It’s incredibly easy to get stuck in your head as a creative — you have so many things going on around you, so many different elements of your craft you need to process in order to remain inspired and come off authentic. Actors have a tendency to be hypercritical of themselves as it is, but the key is to zero in on that inner voice and use it to your advantage. Take the opportunity to calibrate and set yourself straight so you can move forward and grow as a creative.
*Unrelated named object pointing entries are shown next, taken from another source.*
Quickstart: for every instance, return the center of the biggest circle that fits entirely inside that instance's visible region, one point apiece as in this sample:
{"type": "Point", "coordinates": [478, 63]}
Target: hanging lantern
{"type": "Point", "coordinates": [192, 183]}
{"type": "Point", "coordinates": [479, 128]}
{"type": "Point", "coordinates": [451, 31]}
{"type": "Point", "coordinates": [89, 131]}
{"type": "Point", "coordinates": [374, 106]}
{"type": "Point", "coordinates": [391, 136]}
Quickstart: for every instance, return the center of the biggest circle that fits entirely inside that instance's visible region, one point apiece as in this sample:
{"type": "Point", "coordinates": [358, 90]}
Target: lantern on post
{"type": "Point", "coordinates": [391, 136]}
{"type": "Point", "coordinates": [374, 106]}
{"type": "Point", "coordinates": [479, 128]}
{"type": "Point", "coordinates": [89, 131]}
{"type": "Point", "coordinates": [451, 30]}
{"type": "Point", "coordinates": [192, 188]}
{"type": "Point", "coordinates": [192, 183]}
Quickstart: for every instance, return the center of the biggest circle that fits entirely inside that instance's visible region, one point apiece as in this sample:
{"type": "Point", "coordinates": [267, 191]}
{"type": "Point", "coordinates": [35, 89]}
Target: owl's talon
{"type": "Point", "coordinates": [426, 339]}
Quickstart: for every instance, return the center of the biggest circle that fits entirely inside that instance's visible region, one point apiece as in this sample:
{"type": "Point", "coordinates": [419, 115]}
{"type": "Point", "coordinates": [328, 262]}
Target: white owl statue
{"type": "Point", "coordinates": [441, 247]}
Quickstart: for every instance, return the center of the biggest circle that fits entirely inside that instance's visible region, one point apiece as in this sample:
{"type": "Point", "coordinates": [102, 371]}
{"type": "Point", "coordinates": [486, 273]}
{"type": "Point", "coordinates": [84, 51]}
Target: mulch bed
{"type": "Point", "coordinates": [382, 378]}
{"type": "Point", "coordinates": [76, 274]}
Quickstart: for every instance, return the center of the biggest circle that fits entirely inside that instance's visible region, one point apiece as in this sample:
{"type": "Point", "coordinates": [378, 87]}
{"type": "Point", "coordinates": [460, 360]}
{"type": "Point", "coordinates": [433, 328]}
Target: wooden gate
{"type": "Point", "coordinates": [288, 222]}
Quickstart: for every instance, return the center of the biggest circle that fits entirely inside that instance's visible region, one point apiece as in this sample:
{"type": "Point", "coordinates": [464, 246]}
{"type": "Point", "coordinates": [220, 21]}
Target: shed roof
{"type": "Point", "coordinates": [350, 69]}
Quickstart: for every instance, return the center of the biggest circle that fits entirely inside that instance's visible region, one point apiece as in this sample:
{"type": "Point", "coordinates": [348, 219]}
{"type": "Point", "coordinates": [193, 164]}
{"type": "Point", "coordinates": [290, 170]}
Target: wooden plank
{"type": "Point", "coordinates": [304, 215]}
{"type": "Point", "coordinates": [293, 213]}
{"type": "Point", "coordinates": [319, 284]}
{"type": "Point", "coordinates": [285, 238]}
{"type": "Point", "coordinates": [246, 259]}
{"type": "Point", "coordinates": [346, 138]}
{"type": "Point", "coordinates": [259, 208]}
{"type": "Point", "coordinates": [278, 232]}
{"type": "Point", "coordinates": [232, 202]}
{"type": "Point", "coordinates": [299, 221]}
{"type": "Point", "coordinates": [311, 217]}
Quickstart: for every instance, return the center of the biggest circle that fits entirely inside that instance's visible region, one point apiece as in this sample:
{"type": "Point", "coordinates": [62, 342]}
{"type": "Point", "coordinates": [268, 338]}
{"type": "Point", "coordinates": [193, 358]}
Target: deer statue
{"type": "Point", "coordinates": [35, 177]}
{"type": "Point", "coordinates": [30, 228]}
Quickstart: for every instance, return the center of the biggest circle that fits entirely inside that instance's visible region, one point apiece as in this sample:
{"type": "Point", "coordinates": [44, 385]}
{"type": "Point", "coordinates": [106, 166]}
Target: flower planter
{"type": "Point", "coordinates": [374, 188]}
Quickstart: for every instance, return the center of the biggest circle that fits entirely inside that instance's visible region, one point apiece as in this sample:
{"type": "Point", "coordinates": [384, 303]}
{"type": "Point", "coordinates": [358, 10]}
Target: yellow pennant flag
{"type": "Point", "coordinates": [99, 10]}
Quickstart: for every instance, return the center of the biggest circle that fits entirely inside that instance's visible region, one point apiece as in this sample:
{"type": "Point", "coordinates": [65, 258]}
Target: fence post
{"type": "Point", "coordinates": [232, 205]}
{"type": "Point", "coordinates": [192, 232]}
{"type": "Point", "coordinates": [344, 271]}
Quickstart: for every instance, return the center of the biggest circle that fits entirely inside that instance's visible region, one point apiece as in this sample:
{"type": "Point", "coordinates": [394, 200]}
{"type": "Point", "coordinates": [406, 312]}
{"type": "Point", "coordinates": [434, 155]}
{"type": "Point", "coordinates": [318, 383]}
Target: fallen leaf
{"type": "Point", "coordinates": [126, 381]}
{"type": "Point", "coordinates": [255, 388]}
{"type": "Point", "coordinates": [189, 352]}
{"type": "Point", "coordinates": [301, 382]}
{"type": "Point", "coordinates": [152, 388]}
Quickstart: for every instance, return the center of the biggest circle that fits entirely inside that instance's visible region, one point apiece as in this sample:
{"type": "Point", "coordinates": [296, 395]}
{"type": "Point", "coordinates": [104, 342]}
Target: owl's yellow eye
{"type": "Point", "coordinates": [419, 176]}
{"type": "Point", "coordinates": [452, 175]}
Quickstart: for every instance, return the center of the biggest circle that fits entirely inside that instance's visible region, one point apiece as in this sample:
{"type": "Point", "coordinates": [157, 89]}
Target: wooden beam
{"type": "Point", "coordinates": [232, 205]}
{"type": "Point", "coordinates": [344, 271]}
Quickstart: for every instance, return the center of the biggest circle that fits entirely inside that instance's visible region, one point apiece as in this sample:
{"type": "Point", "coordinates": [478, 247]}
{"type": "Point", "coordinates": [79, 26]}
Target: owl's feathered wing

Our friends at Backstage wrote a fantastic think-piece on overthinking; how the creative spirit can tame that loud, critical voice within and use it constructively! Here’s our favorite excerpt from 3 Ways to Calm the Overthinking Actor:

Go back to one. Stop, breathe, and place yourself back in neutral. Have you ever had a car stuck in mud or slush? If you keep pressing on the gas you will spin your wheels further into the ground. Stop the spinning. Stop the pushing. Go back to one, take a breath, and let everything go to neutral for a minute. At that point, the next action should occur to you. Give yourself a minute to let the next step come to you. Allowing a breather to let something occur to you instead of pushing yourself for an answer or forcing the current action to work will relieve your head of some of the work it’s doing.

Remember there is a problem to be solved in every scene. Your character is not there to lament the problem or discuss the problem. They are there to fix the problem—which means you need to be engaged in the act of doing something towards that end. Imagine any relationship in your life where you felt you were always in the same argument or repeating the difficult moments that got you nowhere. You were likely always stuck in a discussion of the problem and not in active resolution of it. Look for the thing to do.

Just remember – it’s okay to overthink things so long as you take the time to process and compartmentalize. Put your over-analytical nature to good use and recalibrate. Criticism is useless unless it’s applied and makes you a more evolved, refined actor!